Éducation : tout reprend… sur le papier17/06/20202020Journal/medias/journalnumero/images/2020/06/2707.jpg.445x577_q85_box-0%2C104%2C1383%2C1896_crop_detail.jpg

Leur société

Éducation : tout reprend… sur le papier

Les écoles et les collèges devront accueillir tous les élèves à partir du 22 juin, a annoncé Emmanuel Macron à la télévision.
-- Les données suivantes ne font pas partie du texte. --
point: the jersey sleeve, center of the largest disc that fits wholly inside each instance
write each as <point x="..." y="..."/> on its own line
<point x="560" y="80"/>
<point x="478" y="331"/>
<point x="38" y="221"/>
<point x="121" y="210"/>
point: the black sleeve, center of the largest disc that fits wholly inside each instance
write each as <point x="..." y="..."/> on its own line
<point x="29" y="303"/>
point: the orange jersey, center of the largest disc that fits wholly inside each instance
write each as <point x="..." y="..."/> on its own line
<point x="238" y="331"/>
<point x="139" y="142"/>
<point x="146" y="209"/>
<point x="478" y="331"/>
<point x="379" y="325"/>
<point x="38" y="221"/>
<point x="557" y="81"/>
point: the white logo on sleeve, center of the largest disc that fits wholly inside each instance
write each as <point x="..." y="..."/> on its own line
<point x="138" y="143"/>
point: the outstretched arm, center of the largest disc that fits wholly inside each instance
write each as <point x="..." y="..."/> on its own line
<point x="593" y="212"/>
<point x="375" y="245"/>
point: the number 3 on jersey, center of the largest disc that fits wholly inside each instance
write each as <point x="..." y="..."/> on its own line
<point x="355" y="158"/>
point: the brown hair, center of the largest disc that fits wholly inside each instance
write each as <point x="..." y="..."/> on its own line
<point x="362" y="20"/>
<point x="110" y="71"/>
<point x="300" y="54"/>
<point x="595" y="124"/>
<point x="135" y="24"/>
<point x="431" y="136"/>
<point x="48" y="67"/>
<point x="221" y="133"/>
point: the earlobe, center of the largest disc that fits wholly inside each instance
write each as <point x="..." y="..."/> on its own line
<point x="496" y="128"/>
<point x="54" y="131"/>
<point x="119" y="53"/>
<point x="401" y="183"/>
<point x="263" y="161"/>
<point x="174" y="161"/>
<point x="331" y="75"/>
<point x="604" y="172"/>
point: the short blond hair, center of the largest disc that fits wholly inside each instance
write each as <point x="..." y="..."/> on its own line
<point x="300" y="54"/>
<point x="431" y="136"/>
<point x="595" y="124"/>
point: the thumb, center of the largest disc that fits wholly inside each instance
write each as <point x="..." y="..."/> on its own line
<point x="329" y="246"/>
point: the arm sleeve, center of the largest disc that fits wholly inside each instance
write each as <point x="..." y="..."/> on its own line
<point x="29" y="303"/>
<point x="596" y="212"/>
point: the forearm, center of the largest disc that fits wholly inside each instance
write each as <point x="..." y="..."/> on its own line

Une décision qui laisse perplexes ceux qui sont chargés d’organiser la scolarité dans ces établissements. Cette reprise se fera « de manière obligatoire et selon les règles de présence normales », a tenu à préciser le président.

Le ministre de l’Éducation nationale, Jean Michel Blanquer, jouant comme toujours les premiers de la classe, a fait préciser par son directeur général de l’enseignement scolaire : « Un élève absent pourra faire l’objet de sanctions. »

On peut se demander quel bénéfice pédagogique les élèves pourront tirer de cette reprise à deux semaines des vacances scolaires, à une période où même en temps normal il est assez difficile de mobiliser leur attention. Cela gênera par contre les parents qui se sont organisés autrement depuis la fermeture et pensaient pouvoir continuer ainsi. Mais, de plus, les conditions matérielles dans lesquelles devrait s’effectuer le retour en cours sont loin de permettre la présence de tous.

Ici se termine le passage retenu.